Wenk, now forced to choose between a demotion to Washington D.C. or retiring 8 months early, suspects that his stance on bison is behind his reassignment. “After 42 ½ years, I felt like it was a punitive action to have me leave Yellowstone National Park, especially when they have not told me why they want me to go to the National Region,” Wenk told E&E News. “I expected a conversation,” he told Outside Magazine. “I expressed many times, ‘Can we just sit down and talk?’ The conversation I requested never happened.”
The news of Wenk’s firing did not sit well with Michael Finley, a respected former National Park Service official who served as superintendent of the “big three” parks: Yellowstone, Yosemite, and the Everglades. “The Trump Administration says it will provide money for infrastructure, to repair roads and buildings, but the real infrastructure that holds our national parks together isn’t bricks and mortar, it begins with good people,” Finley told Mountain Journal. “That infrastructure is crumbling. It’s evident in what’s happening to Dan Wenk.”

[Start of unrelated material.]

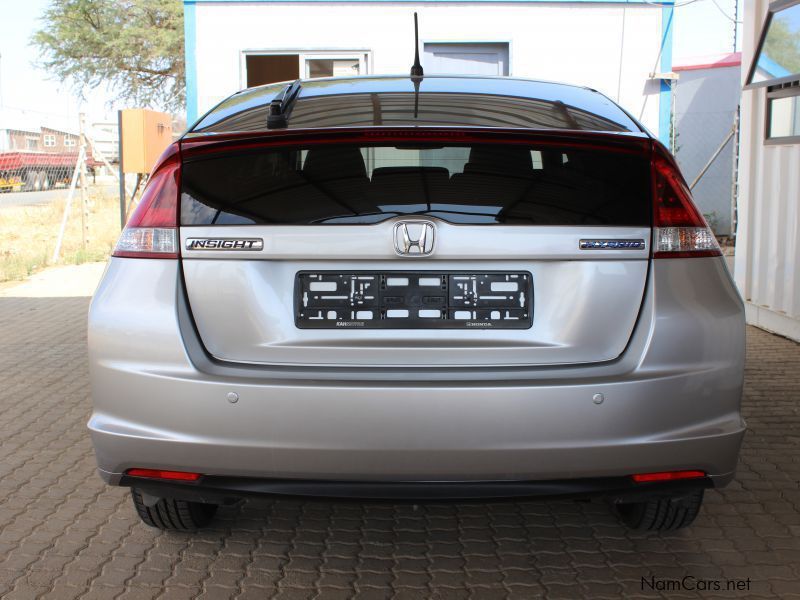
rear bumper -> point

Secretary Zinke’s trend of reassigning respected career staff spurred an investigation by the Interior Department’s Office of Inspector General, which found no basis for the Secretary’s actions and a lack of proper documentation. “The philosophy, which appears to be Ryan Zinke’s, that if you can direct and manage a candy factory it means you can also command an aircraft carrier is bankrupt on its face,” Finley said. “Wenk has built his experience and credibility the hard way through decades of successful assignments at all levels to reach the top.”

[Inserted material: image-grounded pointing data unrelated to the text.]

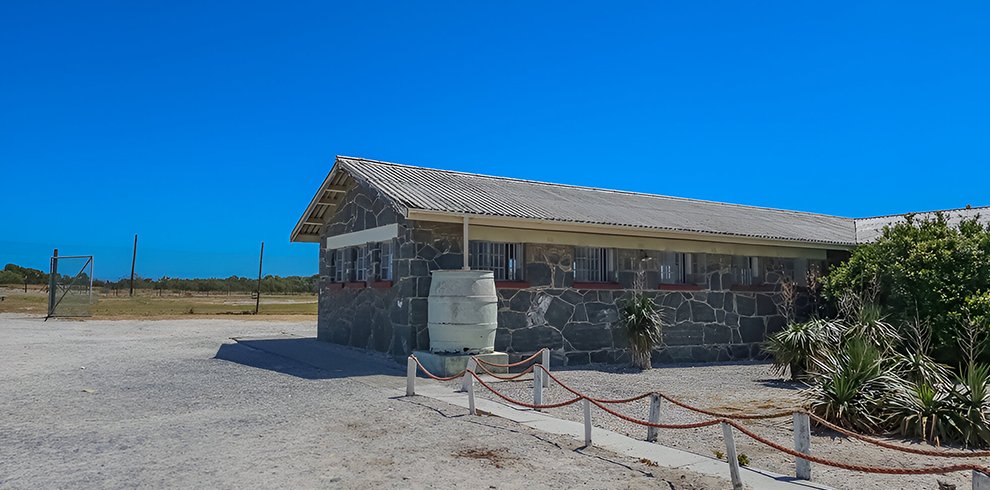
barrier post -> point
(802, 444)
(472, 365)
(537, 389)
(587, 421)
(981, 481)
(654, 418)
(546, 367)
(410, 376)
(470, 382)
(730, 455)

And that’s part of what makes Wenk’s reassignment even more insulting. In Park Service tradition, superintendents who are appointed to Yellowstone National Park generally remain there until they retire, having earned their place of leadership.
While Finley has no qualms about Cameron “Cam” Sholly, the man who’s been tapped to replace Wenk, the same can’t be said of Daniel Smith, the acting director of the Park Service who helped orchestrate Wenk’s reassignment and who has battled charges of inappropriate workplace behavior. “Dan Smith was selected to do Zinke’s bidding,” Finley said. “A Park Service director should not be a handmaiden to the Secretary.”

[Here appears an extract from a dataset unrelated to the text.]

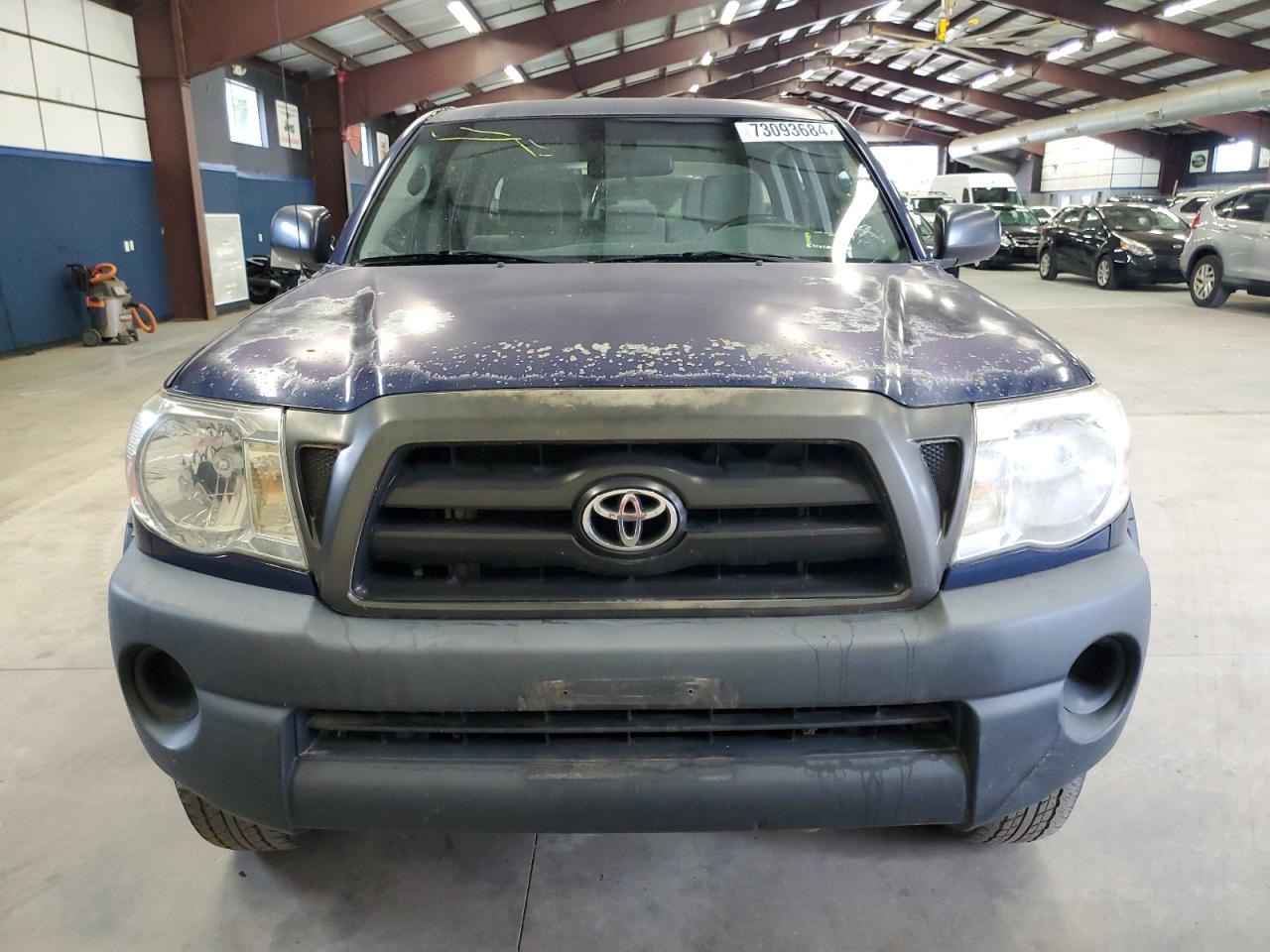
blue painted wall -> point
(56, 209)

“I have known Dan Smith for a long time. I have no personal ill will toward him, but he is one of the least qualified persons I can think of professionally to be acting or permanent director of the National Park Service,” Finley said. “Ironically, if anyone were to be named director of the Park Service, from the cadre of active possibilities, it should be Dan Wenk. He’s had a spectacular career. He is honest and one of the most conscientious I have known…. Dan Smith’s [career] doesn’t compare to Dan Wenk’s.”
The continued reassignments and harsh treatment of career officials has sparked concern around the agency. One Interior veteran, who spoke to Mountain Journal on the condition of anonymity for fear of retaliation, is concerned that Secretary Zinke’s reorganization push is an attempt to systematically replace career conservationists with staff who are friendlier to the Trump administration’s campaign for “energy dominance.”
“A Park Service director should not be a handmaiden to the Secretary.” — Michael Finley, former superintendent of Yellowstone, Yosemite and Everglades National Parks
“My fear is that this secretary and the administration will do anything possible to undermine the stewardship philosophy of the rank and file employees,” said Finley. “Not only will they destroy the quality of the personnel and its morale, but by doing so remove dedicated protectors of the resources and allow erosion to effect the assets inside them and the quality of the park experience.”